ウッドベック氏 ログに記録する情報は、多過ぎても少な過ぎても良くない。問題がない可能性のあることに関するアラートまで出すと、本当に対処が必要なときに対処すべきアラートに注意を払いにくくなる。
アラートを出すか出さないかのラインを機械的にはじき出すことは難しい。適切に見極められるようになることは、われわれが常に目指している目標だ。最初からそれができる人はいない。注力して取り組み、基準を調整することが必要だ。
ロギングに関しては、ログを整形して記録する「構造化ロギング」が有益であることが分かった。ログにコンテキスト(状況)など付加的な情報を追加できるからだ。ログを取る対象のイベントが発生したら、それはどのような条件下で、どのような状況だったかを知らなければいけない。そうした情報は、その際に起こった問題の究明と解決に役立つ可能性がある。構造化ロギングは、こうした調査とそれを踏まえた問題解決の助けになる。
ミスから学ぶ
―― ログを収集するときによくある間違いは何ですか。
ウッドベック氏 適切な事象をログに記録していないことだ。プログラムを開発するときは、どのような問題が起こり得るかを考えなければならない。例えばシステム内のファイルを操作するプログラムを開発するとしよう。保存領域がいっぱいになったら、このプログラムはどのような挙動をするだろうか。正しく運用していれば保存領域の不足は起こらないだろうが、こうした事態が発生する可能性もある。
ネットワーク管理プログラムを開発する場合は、誰かがネットワークケーブルを抜いたらどうなるかを考えなければならない。この事態では、全ての接続がタイムアウト(一定時間以内に通信相手からの応答がないことによる切断)する。一定数のタイムアウトエラーが連続して発生した場合も、注意する必要がありそうだ。
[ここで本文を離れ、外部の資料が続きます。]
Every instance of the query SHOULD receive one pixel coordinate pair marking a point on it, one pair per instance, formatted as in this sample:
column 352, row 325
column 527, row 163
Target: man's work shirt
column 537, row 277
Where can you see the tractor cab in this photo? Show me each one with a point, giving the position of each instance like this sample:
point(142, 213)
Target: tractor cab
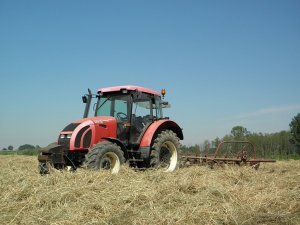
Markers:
point(133, 107)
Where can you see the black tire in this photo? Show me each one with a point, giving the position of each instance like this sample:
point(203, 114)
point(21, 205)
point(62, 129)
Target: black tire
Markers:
point(105, 155)
point(165, 151)
point(43, 168)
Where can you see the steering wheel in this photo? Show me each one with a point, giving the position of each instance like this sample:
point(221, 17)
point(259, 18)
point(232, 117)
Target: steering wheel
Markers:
point(121, 116)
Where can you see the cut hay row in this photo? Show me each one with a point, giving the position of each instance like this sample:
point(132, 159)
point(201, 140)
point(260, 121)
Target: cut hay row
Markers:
point(195, 195)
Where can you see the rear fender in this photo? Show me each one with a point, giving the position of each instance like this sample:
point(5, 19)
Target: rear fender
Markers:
point(119, 143)
point(156, 127)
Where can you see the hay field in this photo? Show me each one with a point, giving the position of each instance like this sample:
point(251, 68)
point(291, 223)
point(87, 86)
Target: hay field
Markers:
point(195, 195)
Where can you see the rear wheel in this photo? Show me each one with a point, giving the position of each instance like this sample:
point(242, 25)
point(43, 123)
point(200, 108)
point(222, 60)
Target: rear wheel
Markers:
point(165, 151)
point(43, 168)
point(105, 155)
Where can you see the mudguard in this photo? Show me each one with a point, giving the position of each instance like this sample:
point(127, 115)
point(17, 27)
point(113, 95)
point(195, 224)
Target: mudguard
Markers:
point(159, 125)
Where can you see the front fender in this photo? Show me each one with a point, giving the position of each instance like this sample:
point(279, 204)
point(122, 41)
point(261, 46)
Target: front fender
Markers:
point(158, 126)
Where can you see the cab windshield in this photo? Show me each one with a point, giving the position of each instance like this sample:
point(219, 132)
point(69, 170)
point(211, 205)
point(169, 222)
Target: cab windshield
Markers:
point(112, 105)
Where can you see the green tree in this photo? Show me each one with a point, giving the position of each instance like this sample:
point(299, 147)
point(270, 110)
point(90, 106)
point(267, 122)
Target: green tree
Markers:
point(239, 132)
point(295, 132)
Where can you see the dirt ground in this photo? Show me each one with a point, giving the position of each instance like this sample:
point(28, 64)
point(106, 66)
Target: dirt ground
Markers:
point(194, 195)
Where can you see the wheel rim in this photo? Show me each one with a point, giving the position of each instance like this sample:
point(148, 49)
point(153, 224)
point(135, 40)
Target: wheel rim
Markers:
point(168, 156)
point(110, 161)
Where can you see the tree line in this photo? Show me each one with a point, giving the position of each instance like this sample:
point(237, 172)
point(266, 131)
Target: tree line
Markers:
point(280, 145)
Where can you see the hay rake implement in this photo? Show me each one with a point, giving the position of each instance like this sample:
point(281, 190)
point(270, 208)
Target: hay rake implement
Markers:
point(228, 152)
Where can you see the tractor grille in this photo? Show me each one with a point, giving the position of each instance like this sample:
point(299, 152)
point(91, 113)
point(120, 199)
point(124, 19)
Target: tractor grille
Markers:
point(87, 139)
point(71, 127)
point(64, 142)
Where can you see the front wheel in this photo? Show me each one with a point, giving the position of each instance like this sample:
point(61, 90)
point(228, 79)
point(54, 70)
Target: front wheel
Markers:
point(105, 155)
point(165, 151)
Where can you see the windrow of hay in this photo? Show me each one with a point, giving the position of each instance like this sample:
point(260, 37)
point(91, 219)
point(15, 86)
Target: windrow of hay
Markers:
point(195, 195)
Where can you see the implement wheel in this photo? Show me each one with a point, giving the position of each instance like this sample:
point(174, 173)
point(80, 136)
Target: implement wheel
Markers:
point(165, 151)
point(105, 155)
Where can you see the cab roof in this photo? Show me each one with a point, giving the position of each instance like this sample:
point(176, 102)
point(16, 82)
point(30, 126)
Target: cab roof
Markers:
point(128, 87)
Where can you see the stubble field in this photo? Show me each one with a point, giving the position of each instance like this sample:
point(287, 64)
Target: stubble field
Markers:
point(195, 195)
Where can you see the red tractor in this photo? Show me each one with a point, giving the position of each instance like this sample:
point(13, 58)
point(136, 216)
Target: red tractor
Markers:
point(128, 126)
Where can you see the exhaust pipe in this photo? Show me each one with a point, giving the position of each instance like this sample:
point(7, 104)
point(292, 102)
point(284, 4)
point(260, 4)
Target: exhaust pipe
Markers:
point(87, 100)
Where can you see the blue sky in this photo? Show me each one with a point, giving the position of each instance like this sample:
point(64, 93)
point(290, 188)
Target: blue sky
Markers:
point(223, 63)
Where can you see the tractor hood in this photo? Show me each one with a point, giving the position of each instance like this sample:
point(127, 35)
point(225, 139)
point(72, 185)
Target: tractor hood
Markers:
point(96, 120)
point(84, 133)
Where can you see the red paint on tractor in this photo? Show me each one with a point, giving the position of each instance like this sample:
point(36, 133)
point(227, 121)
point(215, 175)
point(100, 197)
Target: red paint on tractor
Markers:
point(100, 126)
point(159, 125)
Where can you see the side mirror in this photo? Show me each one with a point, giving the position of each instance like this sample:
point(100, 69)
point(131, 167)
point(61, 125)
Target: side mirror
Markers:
point(84, 99)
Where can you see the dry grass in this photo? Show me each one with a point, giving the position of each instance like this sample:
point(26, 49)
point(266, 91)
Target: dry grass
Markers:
point(196, 195)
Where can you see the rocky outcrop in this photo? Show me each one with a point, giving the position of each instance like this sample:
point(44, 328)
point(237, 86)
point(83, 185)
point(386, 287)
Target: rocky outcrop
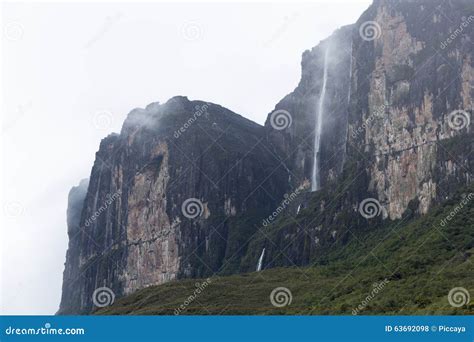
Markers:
point(190, 189)
point(295, 143)
point(178, 193)
point(406, 89)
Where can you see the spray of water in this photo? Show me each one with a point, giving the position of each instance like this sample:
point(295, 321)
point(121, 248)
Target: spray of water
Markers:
point(315, 181)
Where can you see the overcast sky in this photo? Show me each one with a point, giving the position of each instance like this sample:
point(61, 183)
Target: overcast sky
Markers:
point(72, 72)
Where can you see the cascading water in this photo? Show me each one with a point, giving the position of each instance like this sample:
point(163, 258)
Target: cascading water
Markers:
point(260, 261)
point(317, 131)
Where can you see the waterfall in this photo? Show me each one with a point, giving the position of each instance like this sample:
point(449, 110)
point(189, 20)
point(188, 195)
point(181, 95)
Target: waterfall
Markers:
point(315, 183)
point(260, 260)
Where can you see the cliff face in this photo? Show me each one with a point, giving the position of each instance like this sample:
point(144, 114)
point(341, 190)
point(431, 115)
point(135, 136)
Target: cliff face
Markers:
point(183, 189)
point(177, 194)
point(295, 143)
point(409, 138)
point(406, 89)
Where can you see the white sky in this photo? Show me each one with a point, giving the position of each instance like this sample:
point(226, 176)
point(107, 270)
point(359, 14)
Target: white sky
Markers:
point(71, 73)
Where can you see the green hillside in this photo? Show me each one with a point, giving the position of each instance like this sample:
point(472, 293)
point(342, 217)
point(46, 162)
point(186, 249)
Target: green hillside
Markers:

何を記録する必要があるのかを経験から学べることもある。問題が発生した際に適切なログを取れていなかったら、「そうか、この情報が必要だったのか」と気付ける。別のプログラムを開発する際に、同じ状況を想定して「このシナリオでは確実にログを取る必要がある」「ここでログの可視性を高める必要がある」と考えることができるようになる。
―― 他にアドバイスはありますか。
ウッドベック氏 常に好奇心を持ち続けよう。いつでも実験しよう。HTTP通信をするクライアントアプリケーションを一から作ってみることをお勧めする。サーバとやりとりする機能について学んだり、あるいはサーバ側のアプリケーションも開発して、クライアントアプリケーションからアクセスしてみたりするとよい。実験して遊ぶだけで、多くのことを学べる。
ライブラリ(プログラム部品群)を使わず、自力でソースコードを書くことが大事だ。そうしてGoで遊んでみよう。Goの標準ライブラリには豊富な機能があり、ソースコードを調べれば機能の仕組みが分かる。